A group of accounting experts has urged Congress not to use book income as the basis for levying a 15% minimum corporate tax to help pay for President Biden’s “Build Back Better” legislation.
Sens. Elizabeth Warren, Angus King, and Senate Finance Committee Chairman Ron Wyden proposed the tax as an alternative to the Democrats’ original plan to raise the corporate income tax rate to at least 25% from the current 21%.
The 15% minimum tax would apply to companies that make $1 billion or more in book income — that is, the amount of income corporations publicly report on their financial statements to shareholders — for three consecutive years, which means roughly 200 corporations, according to the sponsors.
But in a letter to Wyden, more than 200 accounting professors said using financial accounting income, rather than taxable income, as the basis for the tax risks politicizing accounting rules, encouraging companies to distort their financial results, and unnecessarily complicates tax calculation.
“It would be cleaner and simpler to just fix the tax code if there are perceived problems with the tax system,” the letter said.
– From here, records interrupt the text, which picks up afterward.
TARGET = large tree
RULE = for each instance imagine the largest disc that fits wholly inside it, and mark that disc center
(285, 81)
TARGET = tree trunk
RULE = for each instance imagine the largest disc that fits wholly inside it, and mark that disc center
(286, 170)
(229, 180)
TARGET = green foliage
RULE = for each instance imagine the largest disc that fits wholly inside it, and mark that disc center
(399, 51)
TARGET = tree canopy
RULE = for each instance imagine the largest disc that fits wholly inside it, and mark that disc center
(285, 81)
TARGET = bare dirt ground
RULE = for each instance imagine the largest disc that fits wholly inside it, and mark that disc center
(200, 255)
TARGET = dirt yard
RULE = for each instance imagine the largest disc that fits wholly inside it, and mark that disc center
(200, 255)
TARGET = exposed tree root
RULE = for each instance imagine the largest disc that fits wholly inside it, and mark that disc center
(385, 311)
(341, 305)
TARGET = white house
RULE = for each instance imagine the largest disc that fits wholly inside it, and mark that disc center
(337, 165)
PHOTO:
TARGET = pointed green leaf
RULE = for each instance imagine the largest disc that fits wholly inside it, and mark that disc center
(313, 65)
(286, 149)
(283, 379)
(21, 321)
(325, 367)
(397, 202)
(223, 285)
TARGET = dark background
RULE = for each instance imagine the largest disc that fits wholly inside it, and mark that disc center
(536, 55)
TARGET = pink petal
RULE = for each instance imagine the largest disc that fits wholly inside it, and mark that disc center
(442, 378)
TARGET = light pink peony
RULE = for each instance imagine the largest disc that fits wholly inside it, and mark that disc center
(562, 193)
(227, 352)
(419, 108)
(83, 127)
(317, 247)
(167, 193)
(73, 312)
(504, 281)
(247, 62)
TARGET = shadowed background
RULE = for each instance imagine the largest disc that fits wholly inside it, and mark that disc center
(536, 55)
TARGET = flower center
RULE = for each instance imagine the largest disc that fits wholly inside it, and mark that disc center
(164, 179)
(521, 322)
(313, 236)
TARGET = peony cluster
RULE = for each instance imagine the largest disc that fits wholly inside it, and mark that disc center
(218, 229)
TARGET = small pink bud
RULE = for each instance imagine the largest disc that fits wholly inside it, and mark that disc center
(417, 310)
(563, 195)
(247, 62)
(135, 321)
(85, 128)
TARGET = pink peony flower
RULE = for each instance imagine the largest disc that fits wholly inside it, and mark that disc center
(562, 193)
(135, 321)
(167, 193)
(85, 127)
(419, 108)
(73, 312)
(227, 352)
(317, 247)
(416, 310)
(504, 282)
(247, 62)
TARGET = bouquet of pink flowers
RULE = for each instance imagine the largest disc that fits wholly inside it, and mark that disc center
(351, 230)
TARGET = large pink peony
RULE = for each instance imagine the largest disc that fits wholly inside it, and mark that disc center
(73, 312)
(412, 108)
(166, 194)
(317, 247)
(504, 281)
“Imposing tax according to adjusted financial statement income takes the definition of taxable income out of Congress’s hands and puts it into the hands of industry regulators and others.”
— AICPA
The American Institute of CPAs also urged lawmakers last week to reconsider their approach to a minimum corporate tax, saying that “Imposing tax according to adjusted financial statement income takes the definition of taxable income out of Congress’s hands and puts it into the hands of industry regulators and others.”
According to the new letter, the proposal would compromise the ability of the Financial Accounting Standards Board to “be free from lobbying and ideally arrive at the most appropriate financial accounting standards.”
Another risk is that “companies will alter their reporting and report lower financial accounting earnings than they would in the absence of this tax.” The letter cited academic research that examines previous experiences of including financial accounting in the tax base and increasing conformity of financial accounting and taxable incomes.
Such behavior by corporations “will lower the quality of financial accounting earnings, will lead to less information provided to the capital markets from financial accounting, and result in less efficient capital allocation,” it said.